Il passe l'année 1938 en prison, laissant la voie libre à son ami Budge pour le premier grand chelem de l'histoire. Mais le jeune américain, au cours de ses longs voyages, ne l'oubliait pas. Il avait en effet réuni les signatures de 25 sportifs américains pour envoyer une lettre de protestation à Hitler.  Libéré en mai 1939, Von Cramm arrive à Londres pour envoyer son inscription aux tournois du Queens et de Wimbledon. Pour une fois très mal inspirés, les dirigeants des deux clubs anglais se montrèrent extrêmement réticents à accepter la participation d'un paria qui sortait de prison, homosexuel de surcroît. Le fait que les accusations soient venues de la police de Himmler, que le procès se soit tenu dans un pays soumis à une dictature idéologique et sans droit à la défense, tout cela laissait froids les comités directeurs des deux clubs. L'homosexualité, vraie ou fausse, n'était pas encore acceptée dans les idées, et le simple fait d'avoir à prononcer ce mot suffisait à faire exclure l'allemand. Voyez les problèmes rencontrés par Tilden dans d'autres circonstances, pour une homosexualité bien réelle, celle là! 
A la suite d'une séance plus que houleuse, il est finalement accepté par le comité du Queens par 12 voix contre 11, mais les dirigeants de Wimbledon se montrèrent intraitables. Et c'est bien dommage, car le Baron a probablement perdu là l'occasion tant attendue de remporter enfin son premier Wimbledon. Il gagne en effet le tournoi du Queens en battant en finale un certain Bobby Riggs, jeune américain de 20 ans, sur le score sans appel de 6/1 6/0. Riggs devait remporter deux semaines plus tard les trois épreuves de Wimbledon!

Von Cramm et Riggs
avant la finale du Queens

Van Cramm en compagnie de Gustave V,
roi de Suède et passionné de tennis.
  Comme tout le monde, Von Cramm est pris dans le tourbillon de la guerre, et il est envoyé en Russie comme simple soldat, bléssé et décoré de la croix de fer. En 1944, il est accusé de complicité dans le cadre de l'attentat contre Hitler et réussit à survivre aux interrogatoires de la Gestapo. C'est finalement en Suède, où il est recueilli par le roi Gustave V, qu'il passera la fin de la guerre. Von Cramm doit probablement la vie à  intervention de ce dernier auprès des allemands. Le souverain suédois était en effet un passionné de tennis, grand admirateur des  grands champions de son époque, avec qui il aimait jouer des doubles lors de ses séjours sur la Côte d'Azur. Borotra et Cochet, notamment, figuraient parmi ses partenaires préférés. 
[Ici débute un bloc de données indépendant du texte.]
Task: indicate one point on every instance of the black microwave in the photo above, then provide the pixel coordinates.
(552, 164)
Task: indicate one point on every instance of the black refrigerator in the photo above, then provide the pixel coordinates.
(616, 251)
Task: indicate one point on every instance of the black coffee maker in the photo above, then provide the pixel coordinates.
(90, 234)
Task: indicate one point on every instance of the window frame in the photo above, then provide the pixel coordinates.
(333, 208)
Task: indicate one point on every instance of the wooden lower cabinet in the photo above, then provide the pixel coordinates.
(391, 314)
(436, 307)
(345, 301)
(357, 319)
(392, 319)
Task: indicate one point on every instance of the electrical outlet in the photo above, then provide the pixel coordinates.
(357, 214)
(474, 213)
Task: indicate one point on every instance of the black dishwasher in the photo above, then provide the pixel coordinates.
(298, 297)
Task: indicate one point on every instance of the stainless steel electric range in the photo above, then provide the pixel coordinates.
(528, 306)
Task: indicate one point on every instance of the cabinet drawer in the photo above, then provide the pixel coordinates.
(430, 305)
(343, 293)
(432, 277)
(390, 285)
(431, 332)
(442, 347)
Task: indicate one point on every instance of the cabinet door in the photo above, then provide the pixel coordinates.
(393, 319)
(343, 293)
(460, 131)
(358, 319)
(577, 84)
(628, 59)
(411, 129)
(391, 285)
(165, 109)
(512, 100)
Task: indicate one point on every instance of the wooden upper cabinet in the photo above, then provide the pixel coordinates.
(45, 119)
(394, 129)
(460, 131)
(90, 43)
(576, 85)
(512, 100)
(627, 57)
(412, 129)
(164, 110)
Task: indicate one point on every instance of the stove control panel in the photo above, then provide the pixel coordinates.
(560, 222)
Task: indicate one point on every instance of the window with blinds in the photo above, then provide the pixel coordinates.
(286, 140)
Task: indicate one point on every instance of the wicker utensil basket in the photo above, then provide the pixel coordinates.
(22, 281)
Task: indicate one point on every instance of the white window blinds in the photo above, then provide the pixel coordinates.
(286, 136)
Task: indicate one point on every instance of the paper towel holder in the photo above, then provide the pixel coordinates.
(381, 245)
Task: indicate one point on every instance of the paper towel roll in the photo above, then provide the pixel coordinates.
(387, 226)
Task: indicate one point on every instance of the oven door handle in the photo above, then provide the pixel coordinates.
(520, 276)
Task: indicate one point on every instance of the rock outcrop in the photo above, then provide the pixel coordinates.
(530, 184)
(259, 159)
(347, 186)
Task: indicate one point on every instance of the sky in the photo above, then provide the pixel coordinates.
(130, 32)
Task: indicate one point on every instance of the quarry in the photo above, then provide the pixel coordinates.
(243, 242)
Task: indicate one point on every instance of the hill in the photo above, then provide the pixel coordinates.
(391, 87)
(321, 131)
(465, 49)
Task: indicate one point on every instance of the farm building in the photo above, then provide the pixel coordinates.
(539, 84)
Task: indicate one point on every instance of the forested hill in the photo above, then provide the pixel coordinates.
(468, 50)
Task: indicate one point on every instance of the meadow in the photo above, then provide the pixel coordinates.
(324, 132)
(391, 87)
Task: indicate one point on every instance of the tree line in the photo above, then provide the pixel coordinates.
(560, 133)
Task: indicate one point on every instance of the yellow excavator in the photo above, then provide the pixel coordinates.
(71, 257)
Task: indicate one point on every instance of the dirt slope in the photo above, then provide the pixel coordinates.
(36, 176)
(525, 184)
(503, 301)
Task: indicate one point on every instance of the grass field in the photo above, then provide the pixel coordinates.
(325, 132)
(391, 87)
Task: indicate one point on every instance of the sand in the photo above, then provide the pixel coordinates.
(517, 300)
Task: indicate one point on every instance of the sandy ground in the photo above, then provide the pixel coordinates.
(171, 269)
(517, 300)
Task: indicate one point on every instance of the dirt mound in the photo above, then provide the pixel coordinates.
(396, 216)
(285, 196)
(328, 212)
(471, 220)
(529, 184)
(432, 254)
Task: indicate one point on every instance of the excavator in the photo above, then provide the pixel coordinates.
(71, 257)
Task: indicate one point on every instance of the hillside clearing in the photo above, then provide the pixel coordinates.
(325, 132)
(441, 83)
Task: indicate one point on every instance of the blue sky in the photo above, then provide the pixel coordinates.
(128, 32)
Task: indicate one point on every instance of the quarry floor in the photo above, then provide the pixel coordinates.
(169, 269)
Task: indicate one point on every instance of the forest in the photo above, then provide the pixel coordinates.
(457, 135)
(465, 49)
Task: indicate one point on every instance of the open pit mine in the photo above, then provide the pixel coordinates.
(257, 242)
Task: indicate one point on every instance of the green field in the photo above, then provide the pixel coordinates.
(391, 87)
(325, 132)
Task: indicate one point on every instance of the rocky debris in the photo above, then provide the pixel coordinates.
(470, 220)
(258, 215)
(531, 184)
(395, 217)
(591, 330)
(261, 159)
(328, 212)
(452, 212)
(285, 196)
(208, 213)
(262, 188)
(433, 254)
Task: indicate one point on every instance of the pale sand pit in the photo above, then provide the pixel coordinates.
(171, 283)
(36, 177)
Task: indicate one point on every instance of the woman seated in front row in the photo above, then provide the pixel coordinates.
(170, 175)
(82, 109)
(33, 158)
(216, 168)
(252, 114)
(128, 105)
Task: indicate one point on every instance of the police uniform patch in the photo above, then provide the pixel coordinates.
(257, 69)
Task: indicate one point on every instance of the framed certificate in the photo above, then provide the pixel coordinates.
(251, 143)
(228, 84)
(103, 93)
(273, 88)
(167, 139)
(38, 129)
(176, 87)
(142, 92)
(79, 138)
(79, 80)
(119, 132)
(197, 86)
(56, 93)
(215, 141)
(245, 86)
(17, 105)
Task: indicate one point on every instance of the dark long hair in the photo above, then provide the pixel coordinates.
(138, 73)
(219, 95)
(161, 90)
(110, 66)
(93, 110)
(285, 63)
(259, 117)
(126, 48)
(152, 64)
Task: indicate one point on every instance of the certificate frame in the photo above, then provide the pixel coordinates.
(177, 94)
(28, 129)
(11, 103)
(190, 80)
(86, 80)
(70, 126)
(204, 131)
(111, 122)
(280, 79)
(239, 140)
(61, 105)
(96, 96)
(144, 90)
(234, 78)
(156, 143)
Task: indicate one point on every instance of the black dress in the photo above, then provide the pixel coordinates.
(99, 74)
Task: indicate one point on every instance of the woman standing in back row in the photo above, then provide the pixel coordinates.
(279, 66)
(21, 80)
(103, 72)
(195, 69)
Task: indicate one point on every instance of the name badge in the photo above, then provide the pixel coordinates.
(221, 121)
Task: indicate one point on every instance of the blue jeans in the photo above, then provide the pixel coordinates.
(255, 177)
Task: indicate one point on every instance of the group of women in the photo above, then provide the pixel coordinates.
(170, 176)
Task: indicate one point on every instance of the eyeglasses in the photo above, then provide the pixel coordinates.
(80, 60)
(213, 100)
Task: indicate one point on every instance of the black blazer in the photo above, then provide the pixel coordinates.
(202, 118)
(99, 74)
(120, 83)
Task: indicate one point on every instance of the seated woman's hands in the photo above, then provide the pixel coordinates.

Pendant la deuxième guerre mondiale, Gustave V n'oubliait pas ses amis. Outre Von Cramm qu'il accueillit, il intervint personnellement auprès des autorités allemandes en 1942 en faveur de Borotra qui venait d'être arrêté par la Gestapo.  Il réussit à lui éviter ainsi une condamnation immédiate à la peine de mort...

Après la guerre, Von Cramm revint s'installer en Allemagne pour devenir importateur de coton et s'occuper de sa ferme du Hanovre. En signe de deuil, pour marquer la tristesse que lui causaient les malheurs arrivés dans  son pays, il ne portait plus que des cravates noires. 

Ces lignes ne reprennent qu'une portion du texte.